The renewal program for Davis Station is part of a wider initiative by the Australian government to modernise its research sites on the remote continent over the next decade.

The Australian Antarctic Division’s (AAD) project team for the scheme at Davis Station also includes Mott MacDonald, Bouygues Construction and Stantec.

Set to start next year, the work will include construction of a new utility building containing a main powerhouse, trades workshops, engineering offices, stores and associated plant.

The base’s water production systems will also be replaced, outdated infrastructure will be decommissioned and its site-wide services will be overhauled.
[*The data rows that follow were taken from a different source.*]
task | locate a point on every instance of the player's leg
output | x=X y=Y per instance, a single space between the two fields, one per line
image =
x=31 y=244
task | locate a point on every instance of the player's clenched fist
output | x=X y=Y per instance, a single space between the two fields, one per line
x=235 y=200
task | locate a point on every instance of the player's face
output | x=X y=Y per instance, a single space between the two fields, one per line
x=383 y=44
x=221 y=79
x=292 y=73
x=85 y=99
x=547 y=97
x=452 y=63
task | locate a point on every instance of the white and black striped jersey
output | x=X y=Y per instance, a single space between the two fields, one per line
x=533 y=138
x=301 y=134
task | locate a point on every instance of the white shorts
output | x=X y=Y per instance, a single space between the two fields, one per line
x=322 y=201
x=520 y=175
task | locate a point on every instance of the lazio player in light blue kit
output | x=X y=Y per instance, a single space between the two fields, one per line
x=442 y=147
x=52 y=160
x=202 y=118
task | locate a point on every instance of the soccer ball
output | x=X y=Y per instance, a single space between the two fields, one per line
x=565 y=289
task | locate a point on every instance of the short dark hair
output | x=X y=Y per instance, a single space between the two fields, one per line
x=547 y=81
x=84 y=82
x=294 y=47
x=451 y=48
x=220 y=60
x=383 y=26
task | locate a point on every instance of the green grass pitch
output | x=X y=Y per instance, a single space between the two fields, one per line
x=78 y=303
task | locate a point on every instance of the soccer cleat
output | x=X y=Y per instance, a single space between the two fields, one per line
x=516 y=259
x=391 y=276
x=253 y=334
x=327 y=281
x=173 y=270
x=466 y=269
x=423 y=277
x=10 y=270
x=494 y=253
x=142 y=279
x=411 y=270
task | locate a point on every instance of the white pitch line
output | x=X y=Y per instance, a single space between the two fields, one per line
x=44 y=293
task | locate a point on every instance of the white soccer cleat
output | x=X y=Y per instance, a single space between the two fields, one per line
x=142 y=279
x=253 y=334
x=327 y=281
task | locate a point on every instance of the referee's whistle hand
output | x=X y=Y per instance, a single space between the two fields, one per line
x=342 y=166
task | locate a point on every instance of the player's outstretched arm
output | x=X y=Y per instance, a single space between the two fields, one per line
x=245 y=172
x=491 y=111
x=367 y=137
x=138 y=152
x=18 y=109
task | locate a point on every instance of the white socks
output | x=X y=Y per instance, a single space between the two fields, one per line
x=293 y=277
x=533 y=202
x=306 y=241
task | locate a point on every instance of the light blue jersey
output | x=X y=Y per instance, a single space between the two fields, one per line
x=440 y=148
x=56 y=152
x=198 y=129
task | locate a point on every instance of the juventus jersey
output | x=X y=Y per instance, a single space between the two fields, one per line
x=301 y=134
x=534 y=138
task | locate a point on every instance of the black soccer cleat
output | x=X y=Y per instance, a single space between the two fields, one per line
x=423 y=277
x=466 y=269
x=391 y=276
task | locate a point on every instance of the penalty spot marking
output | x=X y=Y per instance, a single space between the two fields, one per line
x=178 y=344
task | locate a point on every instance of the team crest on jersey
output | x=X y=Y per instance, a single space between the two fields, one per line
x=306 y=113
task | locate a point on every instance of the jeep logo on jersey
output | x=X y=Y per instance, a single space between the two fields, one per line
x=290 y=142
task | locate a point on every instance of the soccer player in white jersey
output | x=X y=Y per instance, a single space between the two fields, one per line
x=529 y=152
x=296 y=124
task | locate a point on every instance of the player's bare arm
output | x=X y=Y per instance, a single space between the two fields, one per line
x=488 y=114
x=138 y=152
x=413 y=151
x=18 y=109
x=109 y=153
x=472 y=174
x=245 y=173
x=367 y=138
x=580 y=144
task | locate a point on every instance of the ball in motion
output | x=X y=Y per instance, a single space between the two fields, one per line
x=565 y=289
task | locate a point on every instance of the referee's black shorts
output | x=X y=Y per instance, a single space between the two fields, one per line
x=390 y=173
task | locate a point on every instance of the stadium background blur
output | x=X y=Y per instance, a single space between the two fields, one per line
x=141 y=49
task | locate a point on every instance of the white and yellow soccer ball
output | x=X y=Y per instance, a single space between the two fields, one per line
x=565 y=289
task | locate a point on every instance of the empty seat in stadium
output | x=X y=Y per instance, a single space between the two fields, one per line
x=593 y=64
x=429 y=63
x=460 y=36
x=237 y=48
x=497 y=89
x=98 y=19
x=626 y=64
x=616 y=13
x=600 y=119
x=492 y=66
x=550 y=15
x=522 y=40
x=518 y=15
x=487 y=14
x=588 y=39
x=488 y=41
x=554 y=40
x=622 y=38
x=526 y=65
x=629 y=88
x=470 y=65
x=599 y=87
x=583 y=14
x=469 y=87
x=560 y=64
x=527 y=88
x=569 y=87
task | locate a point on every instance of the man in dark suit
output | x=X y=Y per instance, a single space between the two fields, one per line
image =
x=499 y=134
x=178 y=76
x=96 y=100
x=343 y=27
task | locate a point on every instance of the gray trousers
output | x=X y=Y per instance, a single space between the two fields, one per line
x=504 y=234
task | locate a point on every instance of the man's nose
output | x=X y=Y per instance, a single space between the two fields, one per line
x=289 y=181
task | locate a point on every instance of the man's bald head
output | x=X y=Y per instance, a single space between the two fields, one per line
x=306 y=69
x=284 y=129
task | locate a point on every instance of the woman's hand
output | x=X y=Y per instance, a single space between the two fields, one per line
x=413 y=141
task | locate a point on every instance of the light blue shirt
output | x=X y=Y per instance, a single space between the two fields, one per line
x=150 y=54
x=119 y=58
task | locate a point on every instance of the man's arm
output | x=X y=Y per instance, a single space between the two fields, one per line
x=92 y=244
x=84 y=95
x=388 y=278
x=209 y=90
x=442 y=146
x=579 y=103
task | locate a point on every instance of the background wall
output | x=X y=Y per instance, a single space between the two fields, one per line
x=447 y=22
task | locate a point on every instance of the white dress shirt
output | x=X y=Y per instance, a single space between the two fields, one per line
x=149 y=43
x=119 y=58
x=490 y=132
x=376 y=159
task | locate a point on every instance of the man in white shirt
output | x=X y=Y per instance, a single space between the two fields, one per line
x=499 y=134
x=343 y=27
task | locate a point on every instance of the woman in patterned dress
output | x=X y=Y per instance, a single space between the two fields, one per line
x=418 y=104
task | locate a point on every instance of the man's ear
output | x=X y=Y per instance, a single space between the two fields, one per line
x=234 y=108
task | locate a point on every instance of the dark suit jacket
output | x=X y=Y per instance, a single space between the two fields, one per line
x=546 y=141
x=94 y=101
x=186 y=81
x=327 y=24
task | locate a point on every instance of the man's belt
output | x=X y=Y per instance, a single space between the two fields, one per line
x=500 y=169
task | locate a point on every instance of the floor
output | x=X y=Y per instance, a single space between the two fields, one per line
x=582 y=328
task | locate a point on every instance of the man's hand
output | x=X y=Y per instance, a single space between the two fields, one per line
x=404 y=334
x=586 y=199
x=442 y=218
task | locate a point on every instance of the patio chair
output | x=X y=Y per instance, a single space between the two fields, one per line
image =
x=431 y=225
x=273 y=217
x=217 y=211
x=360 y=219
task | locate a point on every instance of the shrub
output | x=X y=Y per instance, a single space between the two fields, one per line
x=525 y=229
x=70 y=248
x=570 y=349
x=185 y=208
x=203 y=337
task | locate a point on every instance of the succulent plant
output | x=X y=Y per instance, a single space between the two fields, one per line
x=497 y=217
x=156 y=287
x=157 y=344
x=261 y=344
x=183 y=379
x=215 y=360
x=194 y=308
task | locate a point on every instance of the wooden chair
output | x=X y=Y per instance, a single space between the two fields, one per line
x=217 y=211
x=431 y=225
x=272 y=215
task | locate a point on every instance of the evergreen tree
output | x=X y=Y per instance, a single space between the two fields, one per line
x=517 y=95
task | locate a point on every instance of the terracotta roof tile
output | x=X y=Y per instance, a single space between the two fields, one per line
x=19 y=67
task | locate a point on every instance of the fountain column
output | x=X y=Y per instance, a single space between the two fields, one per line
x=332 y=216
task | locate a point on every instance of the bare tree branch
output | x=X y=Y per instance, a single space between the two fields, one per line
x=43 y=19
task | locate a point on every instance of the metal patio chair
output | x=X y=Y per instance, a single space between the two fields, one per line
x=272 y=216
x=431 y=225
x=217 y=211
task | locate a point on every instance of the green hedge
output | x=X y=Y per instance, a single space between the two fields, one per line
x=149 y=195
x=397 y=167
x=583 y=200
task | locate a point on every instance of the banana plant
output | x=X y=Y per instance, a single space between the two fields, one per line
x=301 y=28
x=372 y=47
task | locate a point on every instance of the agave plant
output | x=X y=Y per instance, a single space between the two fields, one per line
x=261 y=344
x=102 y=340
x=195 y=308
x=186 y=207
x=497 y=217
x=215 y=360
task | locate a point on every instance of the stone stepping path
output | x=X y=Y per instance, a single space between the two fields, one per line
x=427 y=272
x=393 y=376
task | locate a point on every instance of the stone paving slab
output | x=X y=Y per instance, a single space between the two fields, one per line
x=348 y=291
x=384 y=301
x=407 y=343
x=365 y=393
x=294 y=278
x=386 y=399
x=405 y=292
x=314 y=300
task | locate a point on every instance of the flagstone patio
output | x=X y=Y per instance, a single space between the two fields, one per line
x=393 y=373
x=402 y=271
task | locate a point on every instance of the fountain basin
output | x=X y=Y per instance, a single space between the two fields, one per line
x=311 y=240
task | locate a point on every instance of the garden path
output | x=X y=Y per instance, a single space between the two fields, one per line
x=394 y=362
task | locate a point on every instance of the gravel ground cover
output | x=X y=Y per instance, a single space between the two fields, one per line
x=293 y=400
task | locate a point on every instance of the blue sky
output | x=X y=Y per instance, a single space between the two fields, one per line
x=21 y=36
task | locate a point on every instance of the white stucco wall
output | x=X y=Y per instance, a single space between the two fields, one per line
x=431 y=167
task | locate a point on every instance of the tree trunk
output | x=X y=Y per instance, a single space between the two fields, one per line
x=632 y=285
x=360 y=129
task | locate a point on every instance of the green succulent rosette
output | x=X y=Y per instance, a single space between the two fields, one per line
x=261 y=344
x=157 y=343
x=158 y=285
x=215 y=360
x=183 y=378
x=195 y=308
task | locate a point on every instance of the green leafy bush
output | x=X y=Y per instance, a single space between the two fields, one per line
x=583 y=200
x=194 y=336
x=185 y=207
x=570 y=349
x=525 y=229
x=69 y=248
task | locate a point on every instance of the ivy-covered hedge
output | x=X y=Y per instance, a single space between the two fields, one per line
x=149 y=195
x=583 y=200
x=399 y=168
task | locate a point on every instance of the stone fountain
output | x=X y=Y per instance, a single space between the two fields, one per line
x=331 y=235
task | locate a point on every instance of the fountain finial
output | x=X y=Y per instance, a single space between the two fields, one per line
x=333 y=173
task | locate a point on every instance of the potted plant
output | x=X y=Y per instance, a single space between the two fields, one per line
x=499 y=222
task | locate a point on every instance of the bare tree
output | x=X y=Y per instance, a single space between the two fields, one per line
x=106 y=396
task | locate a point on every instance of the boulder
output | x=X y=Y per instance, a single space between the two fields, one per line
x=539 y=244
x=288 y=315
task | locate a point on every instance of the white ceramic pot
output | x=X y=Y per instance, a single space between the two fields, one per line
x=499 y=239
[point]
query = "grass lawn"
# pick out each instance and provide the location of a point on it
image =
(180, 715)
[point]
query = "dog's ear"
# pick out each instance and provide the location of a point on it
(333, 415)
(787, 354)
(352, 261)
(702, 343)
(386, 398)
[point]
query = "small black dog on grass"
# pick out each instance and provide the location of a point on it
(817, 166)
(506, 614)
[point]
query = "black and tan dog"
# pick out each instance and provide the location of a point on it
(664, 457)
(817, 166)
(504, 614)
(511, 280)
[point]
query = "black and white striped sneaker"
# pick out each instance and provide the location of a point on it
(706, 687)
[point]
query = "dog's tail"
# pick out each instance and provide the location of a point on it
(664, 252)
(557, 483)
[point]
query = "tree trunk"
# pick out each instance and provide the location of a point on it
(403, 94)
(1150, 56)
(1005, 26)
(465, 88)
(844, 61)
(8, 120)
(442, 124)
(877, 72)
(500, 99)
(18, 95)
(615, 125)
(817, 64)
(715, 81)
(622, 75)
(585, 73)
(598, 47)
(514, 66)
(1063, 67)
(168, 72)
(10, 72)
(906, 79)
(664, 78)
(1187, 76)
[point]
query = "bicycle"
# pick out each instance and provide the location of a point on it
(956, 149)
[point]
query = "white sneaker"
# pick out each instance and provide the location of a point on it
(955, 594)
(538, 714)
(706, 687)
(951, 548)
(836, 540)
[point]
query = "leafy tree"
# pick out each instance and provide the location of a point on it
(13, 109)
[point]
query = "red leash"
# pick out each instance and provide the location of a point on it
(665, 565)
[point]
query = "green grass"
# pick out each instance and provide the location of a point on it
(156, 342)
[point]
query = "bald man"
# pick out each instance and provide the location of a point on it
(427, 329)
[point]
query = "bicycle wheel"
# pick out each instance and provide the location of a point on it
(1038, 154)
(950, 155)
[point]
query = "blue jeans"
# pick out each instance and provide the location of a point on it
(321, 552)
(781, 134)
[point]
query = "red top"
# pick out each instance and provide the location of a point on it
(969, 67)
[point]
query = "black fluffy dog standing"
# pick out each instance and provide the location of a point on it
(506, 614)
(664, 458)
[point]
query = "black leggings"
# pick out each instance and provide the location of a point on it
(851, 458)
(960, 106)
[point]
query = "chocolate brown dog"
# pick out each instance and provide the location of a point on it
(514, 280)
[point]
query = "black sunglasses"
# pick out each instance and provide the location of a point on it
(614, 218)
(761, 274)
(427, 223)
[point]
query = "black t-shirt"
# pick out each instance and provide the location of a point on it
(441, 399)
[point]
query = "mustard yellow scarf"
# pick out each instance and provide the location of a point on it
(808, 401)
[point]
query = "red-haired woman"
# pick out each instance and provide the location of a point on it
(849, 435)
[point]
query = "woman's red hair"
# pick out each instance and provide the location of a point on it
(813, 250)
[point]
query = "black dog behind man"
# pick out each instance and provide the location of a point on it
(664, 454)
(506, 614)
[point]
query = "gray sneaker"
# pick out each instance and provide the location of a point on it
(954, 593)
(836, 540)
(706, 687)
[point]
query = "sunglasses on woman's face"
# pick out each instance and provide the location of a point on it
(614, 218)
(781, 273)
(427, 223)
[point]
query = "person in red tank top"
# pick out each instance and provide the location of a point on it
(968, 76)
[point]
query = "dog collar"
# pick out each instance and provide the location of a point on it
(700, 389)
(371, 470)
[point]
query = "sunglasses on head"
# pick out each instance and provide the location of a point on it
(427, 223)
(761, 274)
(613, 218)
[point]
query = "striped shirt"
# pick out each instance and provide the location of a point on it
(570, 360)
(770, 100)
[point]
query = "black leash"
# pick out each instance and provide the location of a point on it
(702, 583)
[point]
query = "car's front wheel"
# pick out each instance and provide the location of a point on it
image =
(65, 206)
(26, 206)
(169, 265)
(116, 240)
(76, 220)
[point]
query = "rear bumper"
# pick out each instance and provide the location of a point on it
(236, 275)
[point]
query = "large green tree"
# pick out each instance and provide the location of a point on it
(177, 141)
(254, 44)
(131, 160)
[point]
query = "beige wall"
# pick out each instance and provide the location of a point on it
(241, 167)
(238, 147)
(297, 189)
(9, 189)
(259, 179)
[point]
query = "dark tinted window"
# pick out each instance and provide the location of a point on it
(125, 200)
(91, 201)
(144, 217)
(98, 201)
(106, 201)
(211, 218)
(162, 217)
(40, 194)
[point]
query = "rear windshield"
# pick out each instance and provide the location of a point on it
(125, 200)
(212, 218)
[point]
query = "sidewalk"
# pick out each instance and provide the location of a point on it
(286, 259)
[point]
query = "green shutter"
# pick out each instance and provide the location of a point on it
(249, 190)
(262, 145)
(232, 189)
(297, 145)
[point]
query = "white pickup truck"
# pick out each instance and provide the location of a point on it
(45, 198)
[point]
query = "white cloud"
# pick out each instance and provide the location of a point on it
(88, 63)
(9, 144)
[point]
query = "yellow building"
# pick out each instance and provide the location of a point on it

The scheme aims to enable the station to continue operating at full capacity while improving staff safety and the efficiency of scientific missions in one of the most extreme environments on the planet.

Davis Station is the southernmost of Australia’s three Antarctic stations, located on a part of the continent which can experience wind speed in excess of 200km.h and winter temperature below -40 degrees.

> Also read: Antarctica: Designing for the planet’s most hostile continent

It is also the only Australian station without a natural freshwater source, relying on reverse osmosis and shipped water, which limits supply during winter and the station’s number of residents.

The utility building has been designed with an aerodynamic profile to withstand the region’s wind speed, with the scheme using a kit-of-parts approach to design to enable future buildings on the site to use similar components.

Bouygues chair and chief executive Pascal Minault said: “This project represents an extraordinary technical challenge for our teams, who will bring all their engineering expertise and innovative spirit to bear. 

“Building for life also means contributing to scientific research in the polar regions to better understand climate change in our world.” 

Construction work at the base will be limited to the summer months between October and February, a programme similar to that used by Hugh Broughton Architects, Bam, Ramboll and Sweco at the British Antarctic Survey’s Rothera Station.

The project is scheduled to start at the end of 2026 and complete in 2032.